Абдул-Гани завязал конец верёвки петлей:
— Я этого атамана ихнего поймаю и посажу под корзину.
Корзина, сплетённая из ивовых прутьев, круглая, новая, валялась на грядке с репой. Эту большую корзину ребята подтащили к берегу.
— Клетка готова, — засмеялся Миргасим, — осталось птичку поймать.
— Б-бросай, брос-сай петлю ему на-на шею! — заикался от волнения длинный Темирша. — Т-только о-ос-сторожней, смотри не покалечь.
— Он может драться, а мы нет? — рассердился Абдул-Гани. — Раз, и всё. Бросаю петлю!
Как сказал, так и сделал — поймал петлей и потащил к берегу. Гусь, отбиваясь, чуть не свернул себе шею. Одолели всё же ребята, накрыли гусака корзинкой.
— Мы победили! — воскликнул Миргасим.
«Му-о-о!» — отозвался колхозный бык.
«Му-му!» — откликнулись коровы.
Стадо возвращалось в деревню.
Гуси вышли из воды, построились и потопали друг за другом по порядку, позади овец.
«М-му-ооо-иии!»
Услыхав воинственный клич быка, пленный гусак выскочил из-под корзины и тоже занял своё место в строю. А корзина покатилась к реке и, зацепившись за ветку, повисла над самой водой.
Пастушата шагали позади гусей.
— Где же наш Фаим? — вспомнил Темирша.
— Сторожит Чулпана.
— Пойдёмте и мы Чулпана проведаем.
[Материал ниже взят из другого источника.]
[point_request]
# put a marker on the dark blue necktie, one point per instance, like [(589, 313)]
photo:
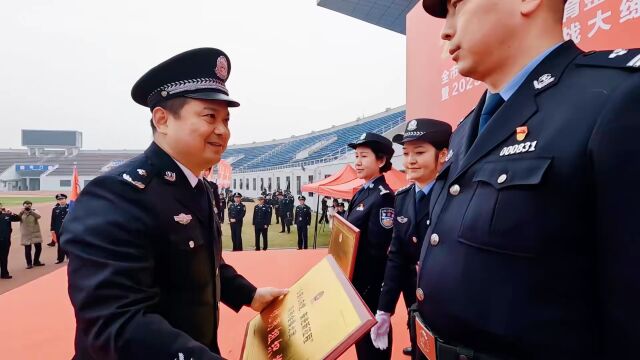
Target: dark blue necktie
[(491, 106), (419, 198)]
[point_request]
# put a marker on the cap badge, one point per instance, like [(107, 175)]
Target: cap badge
[(521, 132), (543, 81), (171, 176), (222, 68), (449, 155), (183, 218)]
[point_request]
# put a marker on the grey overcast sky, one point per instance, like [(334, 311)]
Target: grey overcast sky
[(296, 67)]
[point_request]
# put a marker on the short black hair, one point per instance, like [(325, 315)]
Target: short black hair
[(173, 106)]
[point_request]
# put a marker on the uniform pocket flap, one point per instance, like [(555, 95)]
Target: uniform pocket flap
[(501, 174)]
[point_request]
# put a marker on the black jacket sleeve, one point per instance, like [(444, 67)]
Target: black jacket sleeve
[(111, 274), (615, 158)]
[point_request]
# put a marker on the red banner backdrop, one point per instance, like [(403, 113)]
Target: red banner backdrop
[(436, 89), (224, 175)]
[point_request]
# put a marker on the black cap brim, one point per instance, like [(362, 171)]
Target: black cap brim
[(212, 95), (435, 8)]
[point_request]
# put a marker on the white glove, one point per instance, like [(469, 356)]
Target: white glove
[(380, 332)]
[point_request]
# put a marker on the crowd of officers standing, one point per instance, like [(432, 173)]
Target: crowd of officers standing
[(279, 203)]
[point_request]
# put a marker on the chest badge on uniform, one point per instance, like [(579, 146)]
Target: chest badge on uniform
[(136, 183), (543, 81), (183, 218), (171, 176), (386, 217), (521, 132)]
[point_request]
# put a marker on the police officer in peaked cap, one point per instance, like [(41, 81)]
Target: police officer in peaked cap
[(533, 247), (371, 211), (146, 281), (237, 212), (302, 219), (425, 143)]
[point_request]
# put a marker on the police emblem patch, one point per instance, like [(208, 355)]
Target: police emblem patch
[(449, 155), (543, 81), (183, 218), (386, 217), (222, 68), (170, 176)]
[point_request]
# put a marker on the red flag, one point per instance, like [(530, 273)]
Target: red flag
[(75, 187)]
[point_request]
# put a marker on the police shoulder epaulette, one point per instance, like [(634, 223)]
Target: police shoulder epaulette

Гуси домой сами придут.
— У меня лепёшка осталась запасная, — признался Фарагат, — мы щенка угостим.
— Нет, давай угостим Фаима.
Когда подошли к колхозному саду, небо было уже совсем серое, седое. Солнце садилось в тучу, и края её горели, будто там, позади, кипело сражение и полыхало пламя битвы.
Далеко-далеко в степи приказывала своим детям перепёлочка:
«Спать-спать-спать…»
«Пить-пить-пить!» — просили они.
«Спать-спать-спать…»
Глава восемнадцатая. Круг света в темной ночи
Воробьи облепили кусты и берёзку у ограды колхозного сада. Когда ребята подошли поближе, воробьи, шумно хлопая крыльями, сорвались с веток, покружили стайкой и вновь опустились каждый на своё место.
— Фаим! — позвал Абдул-Гани.
В ответ заскулил запертый в своём собственном доме щенок. Его выпустили, и он ластился, вилял хвостом, становился на задние лапы и падал, пытаясь поймать на лету куски лепёшки. Но не ел, а шалил, затаптывал еду. Значит, сыт. Значит, кормили не так давно.
— Фаим! Асия!
Нет ответа.
— Бабай, баба-а-ай! Дедушка Абдраки-и-ип!
Но и дедушка не отозвался. Что случилось?
А Чулпан что-то лепетал на своём собачьем языке, требовал внимания. Может, он что и знает? Может, рассказать хочет? Но ребята собачьему языку не обучались. А жаль, собаки-то нас хорошо понимают и не только слова угадывают, но даже мысли. А мы не всегда умеем угадать, о чём думает, что говорит собака.
Наговорившись, наигравшись, Чулпан сам попросился в свой дом.
— Пора и нам домой, — сказал Фарагат, — моя мама на ужин такой вкусный бламык [5]готовит… Есть хочется…
Миргасим подобрал свой бич и пошёл обратно в деревню. Возвращались ребята усталые, сердитые.
— Ох, не могу так быстро идти! — ныл Фарагат.
— А ты попробуй взмахни крыльями и полети, — предложил Миргасим.
— Ложись на пузо и катись, — подхватил Абдул-Гани.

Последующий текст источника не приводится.